When it comes to general measures of economic or social strategy, the court will generally respect the legislature's policy choice unless it is "manifestly without reasonable foundation" [53-55]. Where a conscious, deliberate decision by a government department is taken on the distribution of finite resources, the need for restraint on the part of a reviewing court is both obvious and principled. But where the question of the impact of a particular measure on social and economic matters has not been addressed by the government department responsible for a particular policy choice, the imperative for reticence on the part of a court tasked with the duty of reviewing the decision is diminished [64]. A matter is not immune from review purely on account of coming within the realm of social or economic policy - it must be shown that a real policy choice was at stake. In the present case, not only were socio-economic factors not at the forefront of the decision-making process, but the attempt to justify retention of the procedure was characterised by general claims, unsupported by concrete evidence and disassociated from the particular circumstances of the appellant's case [65]. There is no rational connection between the objective, which was to remove the difference of treatment between a longstanding cohabitant and a married or civil partner, and the imposition of the nomination requirement and therefore its discriminatory effect cannot be justified [67].

Supreme Court press summary

Rayner Grice
, a partner specialising in Family Law with Clarke Willmott LLP, commented:

"There is a lot of discussion regarding the need for the current law regarding cohabitees' rights to be amended so that cohabiting couples are afforded the protection that comes automatically to married couples. Many couples choose not to wed, others can't afford to. There are competing moral views but the truth remains that cohabitation doesn't afford people the same rights in law as married couples. The question must be whether that needs to change, particularly for cohabiting families with children who have needs that require protection.

"Currently claims between cohabiting couples are limited either on death or relationship breakdown and generally people are unaware that their rights are limited as the myth of the common-law husband or wife still prevails.

"Today's decision will be seen as quite a move forward as currently most pension schemes don't allow a cohabiting partner to benefit, although there is no issue if you are married. Pension is a key area of concern, and the Supreme Court's decision may well lead to pension schemes altering their policies to ensure that on death there is protection for the surviving partner. 

"It is hoped that this case might prompt the Government to move more proactively in modernising the law for cohabiting couples, who are currently the fastest-growing family type in the UK, currently numbering some 3.3 million."
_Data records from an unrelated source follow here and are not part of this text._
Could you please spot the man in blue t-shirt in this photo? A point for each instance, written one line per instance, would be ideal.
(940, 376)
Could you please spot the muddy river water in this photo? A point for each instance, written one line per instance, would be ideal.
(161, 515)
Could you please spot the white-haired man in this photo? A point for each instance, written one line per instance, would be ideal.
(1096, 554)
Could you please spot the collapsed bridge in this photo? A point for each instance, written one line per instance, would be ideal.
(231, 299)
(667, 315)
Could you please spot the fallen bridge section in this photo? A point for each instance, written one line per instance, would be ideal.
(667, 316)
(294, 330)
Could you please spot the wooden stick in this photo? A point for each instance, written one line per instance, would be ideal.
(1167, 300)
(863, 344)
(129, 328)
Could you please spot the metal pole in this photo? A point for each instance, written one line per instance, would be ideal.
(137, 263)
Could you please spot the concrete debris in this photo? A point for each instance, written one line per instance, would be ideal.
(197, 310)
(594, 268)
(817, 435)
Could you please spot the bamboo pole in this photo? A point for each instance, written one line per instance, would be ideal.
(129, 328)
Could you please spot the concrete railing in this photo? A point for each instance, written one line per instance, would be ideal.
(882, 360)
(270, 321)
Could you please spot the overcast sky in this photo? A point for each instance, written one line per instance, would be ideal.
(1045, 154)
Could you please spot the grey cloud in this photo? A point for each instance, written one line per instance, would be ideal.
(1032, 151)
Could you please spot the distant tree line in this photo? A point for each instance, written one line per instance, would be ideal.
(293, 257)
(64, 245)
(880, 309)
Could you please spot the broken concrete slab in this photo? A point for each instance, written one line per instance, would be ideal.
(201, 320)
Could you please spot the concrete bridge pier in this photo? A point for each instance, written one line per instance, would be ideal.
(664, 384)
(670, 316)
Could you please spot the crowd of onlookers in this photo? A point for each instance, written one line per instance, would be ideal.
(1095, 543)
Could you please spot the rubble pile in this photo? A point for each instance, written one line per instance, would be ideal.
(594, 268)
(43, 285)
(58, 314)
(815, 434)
Graeme Fraser, Chair of Resolution's Cohabitation Committee, said:

"[This] Supreme Court decision is highly significant for millions of unmarried couples in the UK in being placed on a fairer footing. It is hoped that this decision will pave the way for further recognition of their family rights and needs not only by the Courts but by Parliament.

"As the fastest growing family type in the UK, it's crucial that these 3.3m cohabiting couples, alongside any children they may have, are provided considerably greater legal protection. Otherwise, as things stand, they are left vulnerable on the death of their partner or on relationship breakdown – hopefully [the] verdict paves the way for this to change."